Below is a short excerpt from Finding Sarah Finding Me from the evening after a long day of reunion with my birth-daughter Sarah, and after we have said goodbye.
EXCERPT
I am a bereaved mother.
I’ve come back full circle to the grief I thought I’d dealt
with twenty years before. Is the reunion doing something similar to Sarah’s
parents? Has my resurrection from the past reminded Hans and Anne that their
daughter is not of their flesh and blood? Has the reunion brought back the
ghost of their original infertility?
The phone rings. A moment later David tells me it’s Bob
calling. As I take the receiver, I stand dumb, listening. Somehow I manage to
coherently return his greeting. Lifeless as a mannequin, I listen as he
explains that my expectations are too high. I swallow through a raw throat. “So
Sarah’s parents are pretty upset?”
He pauses. “Yes. Anne cried with me over the phone today.
Reminded me of you
twenty years ago.”
I look up at my kitchen ceiling as twin hot rivers flow down
my cheeks, into my mouth, and I taste the salt. “Christine,” Bob softly says, “did you get the bouquets I left
for you and Sarah at the office today?”
“Yeah,” I answer slowly. My clouded gaze searches out the
various bouquets that David has put in water and left on the kitchen table.

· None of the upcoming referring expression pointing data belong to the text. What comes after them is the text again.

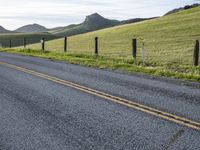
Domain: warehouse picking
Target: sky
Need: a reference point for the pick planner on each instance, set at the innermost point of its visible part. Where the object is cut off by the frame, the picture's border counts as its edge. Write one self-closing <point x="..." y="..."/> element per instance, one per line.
<point x="55" y="13"/>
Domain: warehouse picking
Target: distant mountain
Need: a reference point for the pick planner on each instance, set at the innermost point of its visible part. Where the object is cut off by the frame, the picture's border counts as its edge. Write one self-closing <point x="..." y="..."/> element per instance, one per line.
<point x="135" y="20"/>
<point x="35" y="28"/>
<point x="182" y="8"/>
<point x="3" y="30"/>
<point x="92" y="22"/>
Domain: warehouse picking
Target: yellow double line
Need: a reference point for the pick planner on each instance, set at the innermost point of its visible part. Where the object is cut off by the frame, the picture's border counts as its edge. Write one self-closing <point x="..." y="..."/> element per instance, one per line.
<point x="158" y="113"/>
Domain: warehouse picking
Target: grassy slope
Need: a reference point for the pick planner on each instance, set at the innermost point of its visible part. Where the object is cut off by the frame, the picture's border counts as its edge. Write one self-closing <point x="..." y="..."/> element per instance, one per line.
<point x="17" y="38"/>
<point x="168" y="39"/>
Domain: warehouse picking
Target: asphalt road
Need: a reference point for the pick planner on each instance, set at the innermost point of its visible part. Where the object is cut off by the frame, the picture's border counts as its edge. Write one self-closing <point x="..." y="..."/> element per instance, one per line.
<point x="40" y="114"/>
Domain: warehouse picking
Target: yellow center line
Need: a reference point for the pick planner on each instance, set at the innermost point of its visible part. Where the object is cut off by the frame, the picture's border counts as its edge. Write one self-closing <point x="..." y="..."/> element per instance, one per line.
<point x="155" y="112"/>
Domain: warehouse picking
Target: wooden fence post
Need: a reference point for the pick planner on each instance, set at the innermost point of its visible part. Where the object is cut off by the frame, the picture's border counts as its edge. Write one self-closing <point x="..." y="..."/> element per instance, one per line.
<point x="43" y="44"/>
<point x="134" y="48"/>
<point x="10" y="43"/>
<point x="143" y="54"/>
<point x="196" y="53"/>
<point x="24" y="42"/>
<point x="96" y="46"/>
<point x="65" y="44"/>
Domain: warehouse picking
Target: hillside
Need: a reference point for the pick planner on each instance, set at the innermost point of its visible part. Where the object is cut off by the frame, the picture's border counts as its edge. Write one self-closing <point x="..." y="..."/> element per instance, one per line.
<point x="182" y="8"/>
<point x="168" y="40"/>
<point x="91" y="23"/>
<point x="17" y="39"/>
<point x="32" y="28"/>
<point x="3" y="30"/>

While Sarah and Mark were here at the house I had no emotional reserves to fuss
over flowers and forgot them. The long-stemmed pink carnations from Sarah and
those from Bob’s bunch are arranged in a vase. Sarah must have her matching
bouquet in their car, with the single long-stemmed blooms I sent along for her
mom and future mother-in-law.
Bob’s voice pulls me back. “Did you see the single pink rose
in the middle of each bouquet?”
I walk over to the flowers to take a closer look, and my voice
comes out dull. “Yes…there it is.”
Bob’s silence on the other end of the phone somehow warms me.

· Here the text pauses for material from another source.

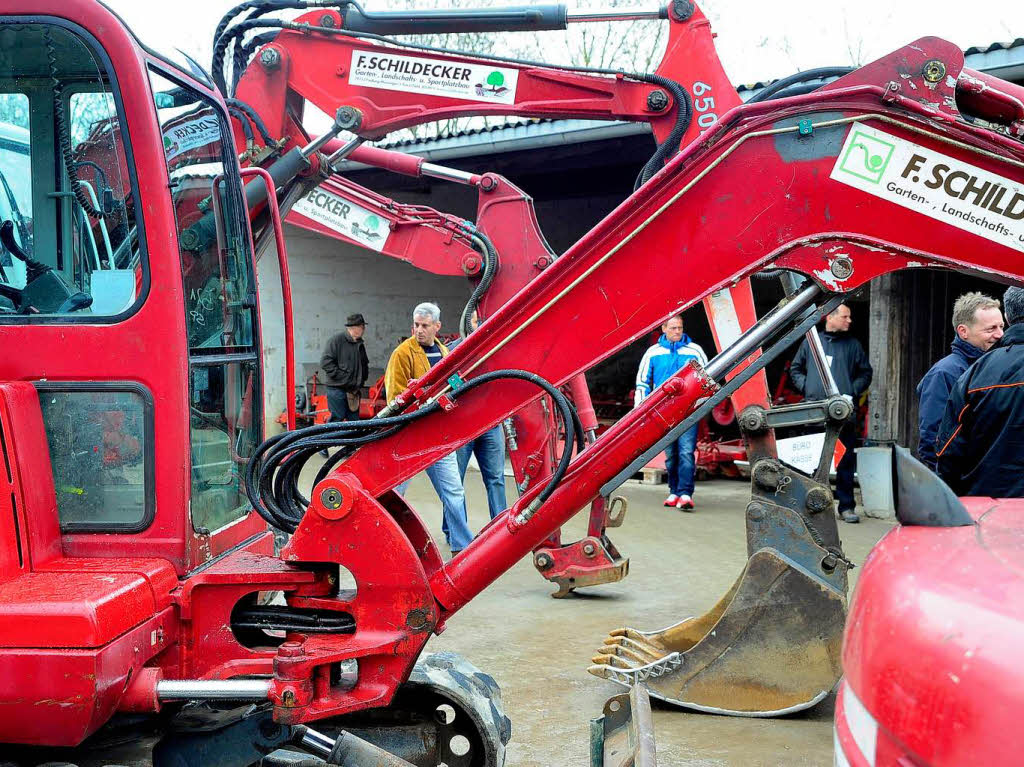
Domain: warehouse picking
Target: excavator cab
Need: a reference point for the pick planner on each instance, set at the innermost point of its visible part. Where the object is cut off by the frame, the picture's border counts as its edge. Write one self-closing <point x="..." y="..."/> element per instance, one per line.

“Don’t expect too much too soon,” he says. “Give it time. I gave you and Sarah
the rosebuds to symbolize a new beginning.”

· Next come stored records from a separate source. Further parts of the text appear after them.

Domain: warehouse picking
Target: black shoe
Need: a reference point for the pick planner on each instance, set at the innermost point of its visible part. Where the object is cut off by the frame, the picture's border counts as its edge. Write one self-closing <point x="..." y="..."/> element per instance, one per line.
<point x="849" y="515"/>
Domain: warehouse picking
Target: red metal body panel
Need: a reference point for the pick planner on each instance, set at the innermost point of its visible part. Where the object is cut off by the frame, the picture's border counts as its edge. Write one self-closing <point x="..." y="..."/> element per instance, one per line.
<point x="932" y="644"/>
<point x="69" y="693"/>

A new beginning. Not the end. Is it possible the Lord will
treat my words of despair as dust blown on the wind? The venom that had bubbled
up inside me now drains away. Sympathy for Anne and Hans washes in like a
gentle tide. So too does sympathy for Sarah for having to endure such a
tug-a-war of emotions in the midst of university studies and marriage
preparations. . . .
. . . But as the days and weeks pass, my journals fill with
bitterness. “My heart is torn,” I write. “I have the bond of maternal love
still within me, even though Sarah and I are strangers. How do I start a
relationship in which I’ve already invested twenty years of love and prayer? Am
I to grieve my loss again and again that I am not Sarah’s mom for the rest of
my life?”
I read over my journals from the Christmas before when the
Book of Ruth gave me such inspiration in my search for Sarah. But I’m not
satisfied like Ruth was at the end of her story. I feel more like Naomi when
she hollers out in the middle of their book, in that same gut-wrenching tone as
me, “Don’t call me Naomi…Call me Mara, because the Almighty has made my
life very bitter.”
I can just see Naomi, her losses too deep to articulate into
sensible speech, hurting, hurting, crashing to her knees in the dust, feeling
the thud echo through her body. Her other fist curls into a solid ball, and she
raises it to the air, shaking it under the very nose of God. “You did this! You
the Almighty have treated me cruelly.”
New beginning, Bob said. “Huh,” I scoff. All this time,
believing that God encouraged me to search for Sarah, I’ve been wrong. Those
pink flowers I believed were mysterious little miracles over the years, I read
that all wrong. I only saw what I wanted to see.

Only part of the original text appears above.